Skin Barrier Proteins Under the Microscope
Beyond standard staining, researchers use a technique called immunohistochemistry to visualize specific proteins in eczematous skin. One protein of particular interest is filaggrin, which acts as a kind of mortar between skin cells and is critical for maintaining the skin barrier. Using antibodies tagged with visible markers, scientists can see exactly where filaggrin is expressed in a tissue section.

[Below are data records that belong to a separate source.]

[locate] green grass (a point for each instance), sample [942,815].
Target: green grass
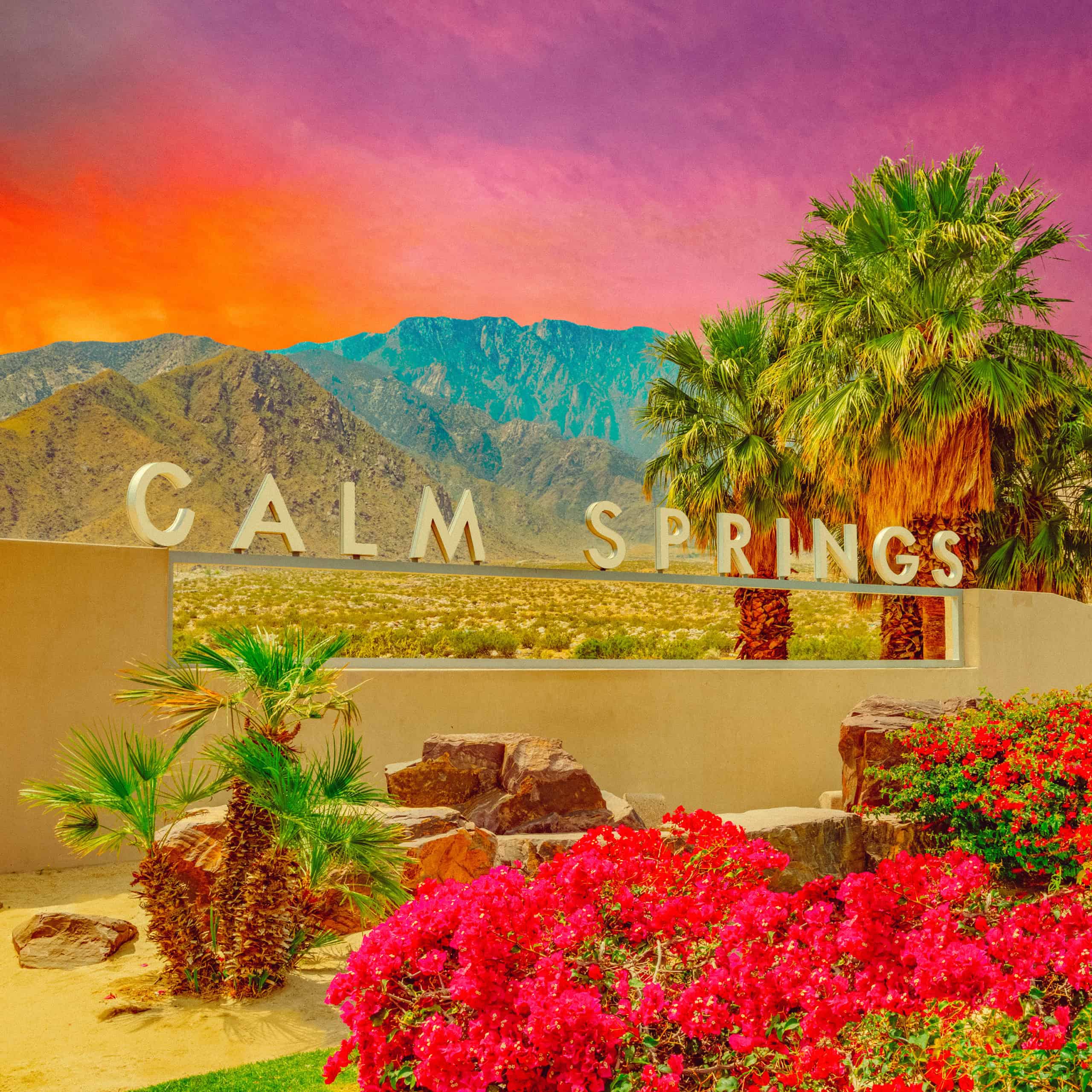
[297,1073]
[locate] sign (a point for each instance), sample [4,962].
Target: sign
[269,516]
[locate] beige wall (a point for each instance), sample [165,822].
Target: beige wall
[726,738]
[70,616]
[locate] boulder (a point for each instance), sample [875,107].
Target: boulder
[651,807]
[819,842]
[461,854]
[529,851]
[623,813]
[196,847]
[522,814]
[63,939]
[475,748]
[420,822]
[549,778]
[871,736]
[886,837]
[437,782]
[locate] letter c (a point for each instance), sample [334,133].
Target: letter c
[136,502]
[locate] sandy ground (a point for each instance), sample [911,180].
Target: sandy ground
[61,1034]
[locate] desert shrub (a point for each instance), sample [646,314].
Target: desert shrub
[554,638]
[471,644]
[402,642]
[835,647]
[1011,781]
[660,960]
[683,648]
[615,647]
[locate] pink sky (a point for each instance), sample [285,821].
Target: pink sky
[266,172]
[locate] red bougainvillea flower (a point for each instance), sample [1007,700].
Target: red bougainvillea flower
[661,960]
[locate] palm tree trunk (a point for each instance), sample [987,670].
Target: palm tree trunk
[932,627]
[176,927]
[249,837]
[267,925]
[766,624]
[901,628]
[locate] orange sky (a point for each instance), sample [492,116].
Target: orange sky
[267,174]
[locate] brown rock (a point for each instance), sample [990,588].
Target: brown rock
[623,813]
[818,842]
[460,854]
[61,939]
[542,771]
[651,807]
[530,851]
[196,847]
[871,736]
[421,822]
[475,748]
[886,837]
[437,782]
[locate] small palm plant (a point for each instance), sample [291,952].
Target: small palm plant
[119,789]
[1039,537]
[722,453]
[327,848]
[267,685]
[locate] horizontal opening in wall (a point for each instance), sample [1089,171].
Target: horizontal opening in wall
[459,616]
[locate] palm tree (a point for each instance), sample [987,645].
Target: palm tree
[119,789]
[921,331]
[327,847]
[269,684]
[1039,537]
[722,453]
[327,841]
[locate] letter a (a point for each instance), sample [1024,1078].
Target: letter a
[269,497]
[463,525]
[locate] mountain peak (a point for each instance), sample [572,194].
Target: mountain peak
[584,380]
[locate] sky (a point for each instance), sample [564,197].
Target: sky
[266,172]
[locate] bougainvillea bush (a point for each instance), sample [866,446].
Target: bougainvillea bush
[660,960]
[1011,781]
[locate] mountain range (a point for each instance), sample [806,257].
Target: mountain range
[584,379]
[314,416]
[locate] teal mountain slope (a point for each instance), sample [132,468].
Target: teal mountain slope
[584,379]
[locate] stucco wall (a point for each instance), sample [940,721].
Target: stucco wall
[70,616]
[722,738]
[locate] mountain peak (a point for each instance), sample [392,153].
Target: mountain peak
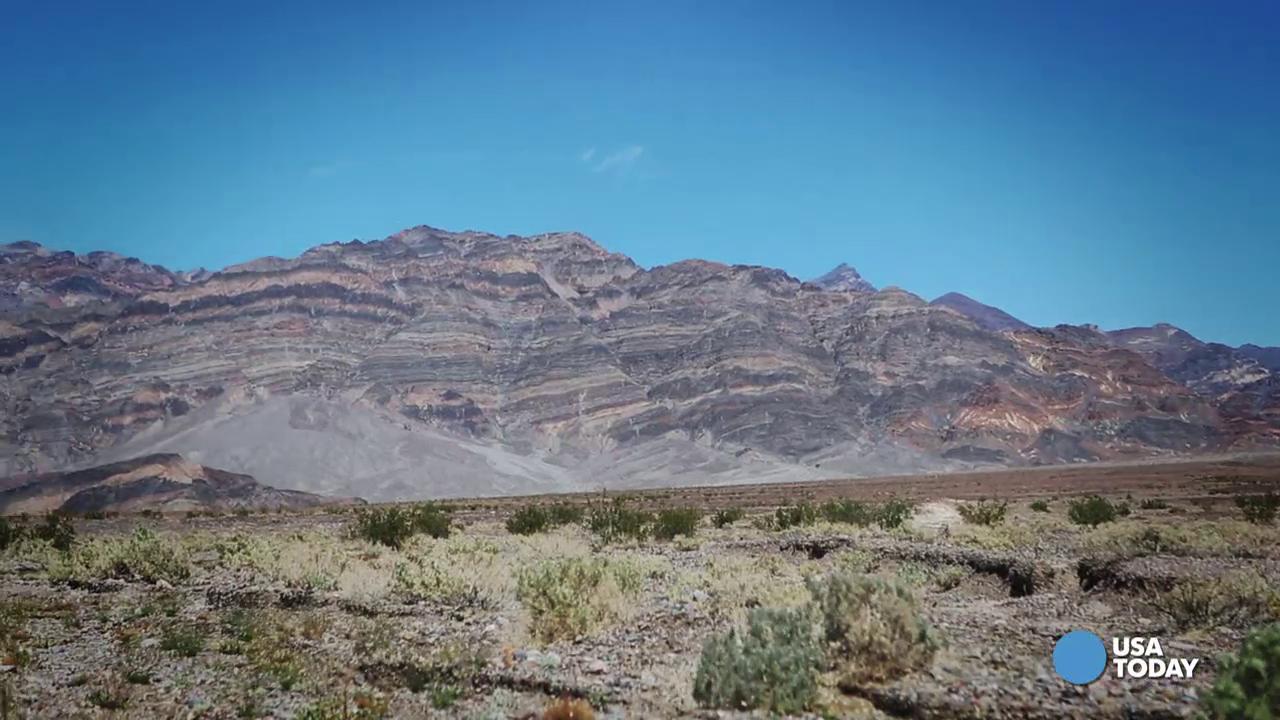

In normal skin, filaggrin staining appears primarily in the granular layer, with some signal extending into the outermost surface layer. Eczematous skin tells a more complex story. Research in atopic skin models has shown that after allergen exposure, the skin actually ramps up filaggrin production, but it also degrades filaggrin more extensively than normal skin does. The net result is a compromised barrier despite the skin’s attempt to compensate. This type of molecular staining adds a layer of information beyond what standard microscopy reveals, helping explain why eczematous skin loses water and lets irritants penetrate so easily.
Why Biopsies Are Taken
Most eczema is diagnosed clinically, based on its appearance and distribution on the skin. Microscopic examination through a skin biopsy becomes useful when the diagnosis is uncertain, when a rash isn’t responding to treatment as expected, or when a pathologist needs to rule out other conditions like psoriasis, fungal infections, or cutaneous lymphoma. The biopsy itself is small, typically a few millimeters of tissue taken under local anesthesia, and it gives the pathologist a cross-sectional view of all the layers of skin at once. The combination of spongiosis pattern, inflammatory cell types, and epidermal changes usually provides enough information to confirm or exclude eczema with confidence.